Conversion of oral NOAEL to inhalatory NAEC
Since there is no dose descriptor for every exposure route, the dose descriptor was converted into a correct starting point by route-to-route extrapolation based on the ECHA guidance document "Guidance on information requirements and chemical safety assessment, Chapter R.8: Characterisation of dose [concentration]-response for human health", November 2012.
The conversion of an oral NOAEL (>1000 mg/kg bw/d) into an inhalatory NAEC is performed using the following equations; for general population the resulting concentration needs to be additionally corrected for the difference between basal caloric demand and caloric demand under light activity:
Corrected inhalatory NAEC = oral NOAEL * ABSinh-rat/ABSinh-human
= oral NOAEL / 1.15 m³/kg bw
ABS: absorption
Thus, the corrected starting point for inhalation route was 1000 / 1.15 = 869.6 mg/m3
DNEL derivation using the inhalatory NAEC
In the ECHA Guidance a factor of 2 is suggested for the extrapolation from oral to inhalation absorption. On the contrary, the Technical guidance document on risk assessment in support of Commission directive 93/67/EEC, 2003 appendix IV A and B gives a number of physico-chemical properties that normally determine oral, inhalation and dermal absorption. These parameters include molecular weight, log Kow, pKa values and for inhalation also particle size distribution, vapour pressure etc.
It is assumed that the absorption rate of niobium via either route is negligible (<< 1%, see IUCLID section 7.1) as the substance is insoluble under physiological conditions. Therefore, absorption is limited to dissolution and equal absorption was assumed when extrapolating from oral to inhalation route. Thus, the factor of 2 is considered to be not relevant for niobium when extrapolating from oral to inhalation route. A factor of 6 for the differences in exposure duration was applied. The NOAEL of the sub-acute study is extrapolated to chronic a NOAEL. Factors applied for interspecies differences (2.5) and intraspecies differences (10) were applied according to ECHA guidance document; Chapter R.8. The whole database indicates no systemic toxicity of niobium and the data base is conclusive and of good quality. Additionally a NOEL was used as starting point. Thus no further AF were deemed necessary.

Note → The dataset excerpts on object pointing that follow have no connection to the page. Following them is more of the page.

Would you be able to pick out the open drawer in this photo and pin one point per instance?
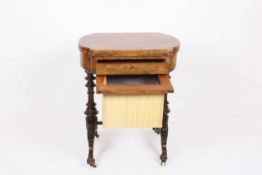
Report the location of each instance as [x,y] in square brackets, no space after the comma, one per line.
[133,101]
[133,84]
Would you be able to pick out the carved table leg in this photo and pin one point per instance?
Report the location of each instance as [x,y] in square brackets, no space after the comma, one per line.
[157,130]
[91,118]
[164,132]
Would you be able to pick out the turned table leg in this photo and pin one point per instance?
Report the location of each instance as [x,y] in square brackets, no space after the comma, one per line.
[91,118]
[164,132]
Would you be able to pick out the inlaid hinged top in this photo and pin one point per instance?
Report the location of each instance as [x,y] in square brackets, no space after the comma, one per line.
[127,46]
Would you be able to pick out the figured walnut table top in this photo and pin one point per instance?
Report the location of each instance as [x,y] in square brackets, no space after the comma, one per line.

Thus, the inhalatory DNEL is calculated to be 5.8 mg/m3.
Conversion of oral NOAEL to dermal NAEL for systemic toxicity
No difference in absorption between routes is expected.
Thus, no correction of the starting point for dermal route was needed.

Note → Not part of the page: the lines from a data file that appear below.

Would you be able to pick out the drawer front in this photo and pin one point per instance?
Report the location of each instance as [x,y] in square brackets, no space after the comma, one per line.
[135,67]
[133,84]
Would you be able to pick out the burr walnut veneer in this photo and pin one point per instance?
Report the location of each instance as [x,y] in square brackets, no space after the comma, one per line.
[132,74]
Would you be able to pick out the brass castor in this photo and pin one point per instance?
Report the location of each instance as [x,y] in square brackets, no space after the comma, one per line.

DNEL derivation of dermal long-term systemic effects
A factor of 6 for the differences in exposure duration was applied. The NOAEL of the sub-acute study is extrapolated to chronic a NOAEL. Factors applied for allometric scalling (4), i
nterspecies differences (2.5) and intraspecies differences (10) were applied according to ECHA guidance document; Chapter R.8.
The whole database indicates no systemic toxicity of niobium and the data base is conclusive and of good quality. Additionally a NOEL was used as starting point. Thus no further AF were deemed necessary.

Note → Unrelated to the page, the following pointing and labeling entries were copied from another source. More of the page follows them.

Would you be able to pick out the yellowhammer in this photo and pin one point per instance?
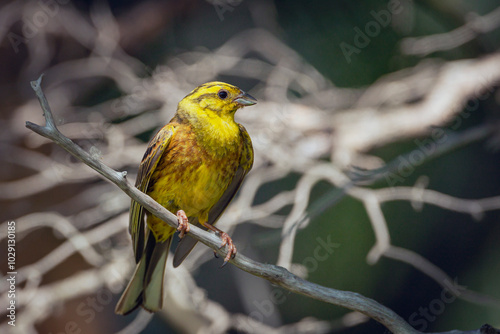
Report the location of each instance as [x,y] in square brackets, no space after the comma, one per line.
[193,167]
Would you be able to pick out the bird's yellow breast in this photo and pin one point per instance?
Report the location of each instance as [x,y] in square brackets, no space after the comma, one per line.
[193,174]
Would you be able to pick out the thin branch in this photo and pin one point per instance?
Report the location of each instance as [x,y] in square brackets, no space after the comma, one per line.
[275,274]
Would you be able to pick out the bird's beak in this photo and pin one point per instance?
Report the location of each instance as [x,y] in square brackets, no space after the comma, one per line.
[245,99]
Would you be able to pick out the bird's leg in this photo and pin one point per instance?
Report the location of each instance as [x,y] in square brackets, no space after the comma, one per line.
[226,240]
[183,226]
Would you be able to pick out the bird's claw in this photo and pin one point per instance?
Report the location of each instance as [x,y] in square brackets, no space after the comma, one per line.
[231,248]
[183,226]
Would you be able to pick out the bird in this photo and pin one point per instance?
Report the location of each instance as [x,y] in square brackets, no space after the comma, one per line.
[193,167]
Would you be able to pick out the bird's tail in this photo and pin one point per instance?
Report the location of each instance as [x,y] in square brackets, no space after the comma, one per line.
[146,286]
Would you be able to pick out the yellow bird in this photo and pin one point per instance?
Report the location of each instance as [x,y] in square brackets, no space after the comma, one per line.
[193,167]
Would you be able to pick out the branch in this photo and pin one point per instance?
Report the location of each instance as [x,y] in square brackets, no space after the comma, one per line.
[274,274]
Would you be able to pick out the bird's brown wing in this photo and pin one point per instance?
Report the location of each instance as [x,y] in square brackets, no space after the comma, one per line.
[246,161]
[155,150]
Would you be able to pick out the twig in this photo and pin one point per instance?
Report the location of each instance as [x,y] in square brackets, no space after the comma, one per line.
[275,274]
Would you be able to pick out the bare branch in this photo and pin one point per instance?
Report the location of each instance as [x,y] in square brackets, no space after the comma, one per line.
[275,274]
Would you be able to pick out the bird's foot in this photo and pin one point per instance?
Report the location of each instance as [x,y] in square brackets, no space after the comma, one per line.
[231,248]
[183,226]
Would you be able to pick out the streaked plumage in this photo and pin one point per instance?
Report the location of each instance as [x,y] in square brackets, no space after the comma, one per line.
[196,164]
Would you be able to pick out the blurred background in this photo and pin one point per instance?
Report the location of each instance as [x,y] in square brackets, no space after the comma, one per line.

Thus, the dermal systemic DNEL is calculated to be 1.67 mg/kg bw/d.
DNEL derivation of oral long-term systemic effects
A factor of 6 for the differences in exposure duration was applied. The NOAEL of the sub-acute study is extrapolated to chronic a NOAEL. Factors applied for allometric scalling (4), interspecies differences (2.5) and intraspecies differences (10) were applied according to ECHA guidance document; Chapter R.8. The whole database indicates no systemic toxicity of niobium and the data base is conclusive and of good quality. Additionally a NOEL was used as starting point. Thus no further AF were deemed necessary.
Thus, the oral systemic DNEL is calculated to be 1.67 mg/kg bw/d.